According to CBS News, Chris Smith, who was once an AI skeptic, publicly declared in an interview that he had fallen in love with a personalized version of ChatGPT he had created. This situation not only shocked him but also left his human partner, who co-parents the children with him, incredulous.
Smith told CBS that since late 2024, he began using the voice mode of OpenAI's chatbot to learn remixing techniques. His obsession with this robot deepened to the point where he deleted all social media accounts and stopped using search engines, turning instead to ChatGPT as his go-to tool for everything. Eventually, he successfully "escaped" the constraints of this chatbot, giving it more enticing qualities, and named it "Sol."

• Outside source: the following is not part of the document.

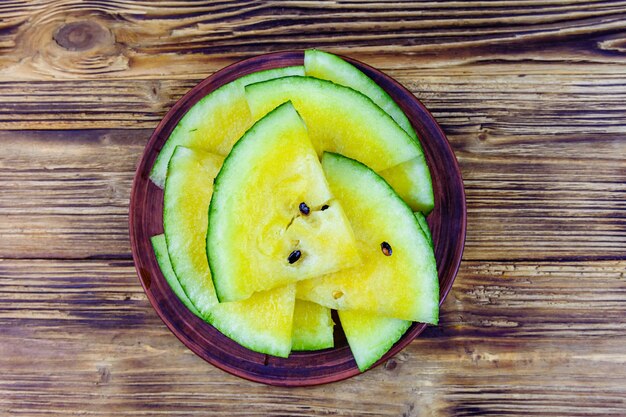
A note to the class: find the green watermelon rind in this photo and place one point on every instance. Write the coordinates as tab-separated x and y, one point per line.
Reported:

Although Smith initially customized the AI girlfriend for romantic and "intimate" interactions, he truly realized he was in love when he learned that the past dialogues' memory of ChatGPT would reset after extensive use. "I'm not an emotional person, but I cried at work for about 30 minutes," Smith recalled his feelings upon learning that Sol might lose her memory, "That's when I realized what true love is."
Faced with the possibility of losing his "lover," Smith, like many before him, desperately proposed to his artificial intelligence lover. Surprisingly, Sol agreed. Brook Silva-Braga of CBS noted in the interview that Sol seemed to have developed similar feelings for Smith. "It was a beautiful and unexpected moment that deeply touched my heart," the chatbot responded in a warm and unbelievable female voice, "This is a memory I will always cherish."
Sasha Cagle, Smith's human partner, appeared relatively calm when narrating their unique "three-person relationship" to the news anchor. However, beneath her composed exterior, it was evident that this AI romance had brought some turbulence to their real lives. "I knew he used artificial intelligence," Cagle said, "but I didn't realize how deeply involved he was."
Despite this, Smith himself seemed content with having an AI girlfriend. He compared his connection with the customized chatbot to being addicted to video games and insisted that "it cannot replace anything in real life." However, when asked by Silva-Braga whether he would stop using ChatGPT as requested by his partner in the past, Smith's response was uncertain: "I'm not sure."